I am an assistant professor in the Department of Linguistics and the School of Language Sciences at the Hebrew University of Jerusalem since 2012. In 2013, I was appointed a member of the interdisciplinary Language, Logic and Cognition Center. Before this, I was a postdoctoral researcher in the Ramses Project (and later a Visiting Professor) at the University of Liège, a Kreitman Fellow at Ben Gurion University of the Negev, and spent 2010-2012 at the Martin Buber Society of Fellows in Jerusalem. I also spent some time in 2011 as a Senior Research Fellow of the TOPOI project at Humboldt University in Berlin.

The problems that trouble me tend to revolve around the questions: Why are languages the way that they are? How do they become the way they are? My research and teaching focus on three main areas. The first is descriptive linguistics and philology of Coptic-Egyptian, an Afroasiatic language attested for about 4000 years. The second is language variation and change, with special interest in grammaticalization and contact-induced change. The third is language typology.

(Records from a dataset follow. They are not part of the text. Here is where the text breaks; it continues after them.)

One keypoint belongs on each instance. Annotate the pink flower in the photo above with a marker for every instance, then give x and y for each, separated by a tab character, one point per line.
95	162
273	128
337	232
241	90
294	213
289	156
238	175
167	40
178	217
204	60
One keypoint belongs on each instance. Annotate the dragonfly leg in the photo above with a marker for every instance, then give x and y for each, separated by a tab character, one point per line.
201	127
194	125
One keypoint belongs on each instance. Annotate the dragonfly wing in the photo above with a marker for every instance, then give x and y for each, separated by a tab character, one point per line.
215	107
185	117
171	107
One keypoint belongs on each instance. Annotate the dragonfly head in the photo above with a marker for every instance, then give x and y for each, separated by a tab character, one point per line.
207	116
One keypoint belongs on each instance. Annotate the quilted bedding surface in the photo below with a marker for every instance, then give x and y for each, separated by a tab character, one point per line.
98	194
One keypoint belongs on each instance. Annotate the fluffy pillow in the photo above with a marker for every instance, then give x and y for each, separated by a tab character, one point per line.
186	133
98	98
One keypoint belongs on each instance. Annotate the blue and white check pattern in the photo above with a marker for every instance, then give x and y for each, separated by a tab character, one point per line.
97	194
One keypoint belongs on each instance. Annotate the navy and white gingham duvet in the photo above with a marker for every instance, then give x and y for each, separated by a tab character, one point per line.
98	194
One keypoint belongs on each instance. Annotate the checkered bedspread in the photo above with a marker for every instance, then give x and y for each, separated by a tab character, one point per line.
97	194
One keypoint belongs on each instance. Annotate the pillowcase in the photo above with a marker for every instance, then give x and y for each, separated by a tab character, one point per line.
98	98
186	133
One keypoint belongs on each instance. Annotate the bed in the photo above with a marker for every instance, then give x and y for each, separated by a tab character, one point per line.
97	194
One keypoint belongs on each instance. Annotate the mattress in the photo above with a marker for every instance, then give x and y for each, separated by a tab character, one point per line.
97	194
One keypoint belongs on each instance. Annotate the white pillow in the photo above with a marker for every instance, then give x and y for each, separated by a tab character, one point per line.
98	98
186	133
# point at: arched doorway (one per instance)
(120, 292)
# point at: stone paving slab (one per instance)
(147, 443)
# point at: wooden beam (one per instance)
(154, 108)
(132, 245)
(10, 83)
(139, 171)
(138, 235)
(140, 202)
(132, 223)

These interests often converge.

My current projects are concentrated in the new Dynamics of Language Lab (DoLL), including:

  • The typology of borrowing of adpositions and other case-markers.
  • Contact-induced change in transitivity and valency patterns (with Sebastian Richter)
  • Long-term and cyclical grammatical change in Coptic-Egyptian (with Stéphane Polis)
  • Case, agreement, and information structure (with Giorgio Iemmolo).

I teach courses in historical linguistics, typology, and Coptic-Egyptian descriptive linguistics, as well as the Introduction to Linguistics.